Apparently U.S. consumers would rather keep their cell phones than their automobiles. Consumers who are struggling financially are prioritizing payments on their latest iPhone instead of their automobiles.
Bloomberg has more below and the full story here.
U.S. consumers are more devoted to their mobile phones than their automobiles.
The sea change has taken place over the last few years as mobile devices become an integral tool not just for communication with loved ones or employers, but also everything from banking to dating to watching TV and listening to music. As cars grow relatively less important, borrowers struggling to pay back their loans on time are increasingly prioritizing payments on the latest iPhone instead of making sure they hold on to their pickup or coupe.

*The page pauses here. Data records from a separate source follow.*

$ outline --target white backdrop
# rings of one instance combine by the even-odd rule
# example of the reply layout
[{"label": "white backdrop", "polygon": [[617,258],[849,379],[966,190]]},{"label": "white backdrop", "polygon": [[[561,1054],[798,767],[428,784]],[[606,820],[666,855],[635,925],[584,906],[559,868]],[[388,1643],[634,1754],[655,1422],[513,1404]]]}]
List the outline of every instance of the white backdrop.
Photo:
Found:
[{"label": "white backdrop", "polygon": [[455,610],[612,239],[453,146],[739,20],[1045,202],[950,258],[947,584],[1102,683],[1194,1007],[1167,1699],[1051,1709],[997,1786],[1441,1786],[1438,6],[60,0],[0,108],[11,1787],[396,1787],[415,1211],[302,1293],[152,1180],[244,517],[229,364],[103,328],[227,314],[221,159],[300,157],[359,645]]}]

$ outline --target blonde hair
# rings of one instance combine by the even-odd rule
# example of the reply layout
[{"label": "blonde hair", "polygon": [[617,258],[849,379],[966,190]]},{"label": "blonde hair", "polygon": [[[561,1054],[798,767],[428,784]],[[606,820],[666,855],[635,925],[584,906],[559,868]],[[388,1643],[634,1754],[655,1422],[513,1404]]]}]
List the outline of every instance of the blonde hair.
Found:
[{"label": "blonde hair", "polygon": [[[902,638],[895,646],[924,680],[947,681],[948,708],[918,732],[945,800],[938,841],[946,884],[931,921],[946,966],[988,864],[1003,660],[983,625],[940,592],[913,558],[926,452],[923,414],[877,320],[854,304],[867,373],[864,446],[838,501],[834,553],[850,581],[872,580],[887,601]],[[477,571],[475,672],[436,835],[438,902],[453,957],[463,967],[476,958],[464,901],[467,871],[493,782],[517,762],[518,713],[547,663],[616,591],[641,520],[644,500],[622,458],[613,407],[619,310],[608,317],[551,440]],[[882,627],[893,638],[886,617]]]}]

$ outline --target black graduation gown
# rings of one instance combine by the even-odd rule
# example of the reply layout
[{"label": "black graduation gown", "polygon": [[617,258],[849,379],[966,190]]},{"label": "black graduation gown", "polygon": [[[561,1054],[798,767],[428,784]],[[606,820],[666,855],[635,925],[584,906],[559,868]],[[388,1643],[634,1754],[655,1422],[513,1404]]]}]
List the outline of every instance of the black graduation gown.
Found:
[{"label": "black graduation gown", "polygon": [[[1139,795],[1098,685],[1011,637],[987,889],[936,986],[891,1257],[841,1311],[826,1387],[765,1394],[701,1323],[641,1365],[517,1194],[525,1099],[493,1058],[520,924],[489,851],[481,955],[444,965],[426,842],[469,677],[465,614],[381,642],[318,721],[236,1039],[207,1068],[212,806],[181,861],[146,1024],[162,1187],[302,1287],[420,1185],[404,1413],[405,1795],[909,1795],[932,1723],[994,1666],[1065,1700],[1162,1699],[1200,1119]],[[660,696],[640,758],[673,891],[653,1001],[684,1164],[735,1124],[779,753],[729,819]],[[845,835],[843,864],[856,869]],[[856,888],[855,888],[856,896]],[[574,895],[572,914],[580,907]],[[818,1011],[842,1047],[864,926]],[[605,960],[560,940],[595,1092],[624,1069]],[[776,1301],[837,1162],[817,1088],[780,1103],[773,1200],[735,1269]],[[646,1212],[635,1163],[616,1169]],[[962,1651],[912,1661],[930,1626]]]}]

The shift is increasing the attractiveness of bonds generated from mobile-phone loans, a small but growing portion of the asset-backed securities market. While just $7.7 billion of bonds backed by phone purchases have been issued since 2016 –
– and all by Verizon Communications Inc. — the number may increase over coming years.
“Payment priority of cell phones is higher than personal and auto loans and similar to or slightly lower than that of mortgage,” Ram Ahluwalia, the chief executive officer of PeerIQ, a New York-based provider of data and analytics for the consumer lending sector, said in an interview. “Now with Lyft and Uber, you can access transportation via cell phone. The car no longer is a central asset. Technological change is driving shifts in consumer behavior.”
There isn’t much breakout data available for mobile-phone loans because it’s a newer segment. But the above chart based on data from credit reporting agency TransUnion shows how the broader categories have shifted over the last five years.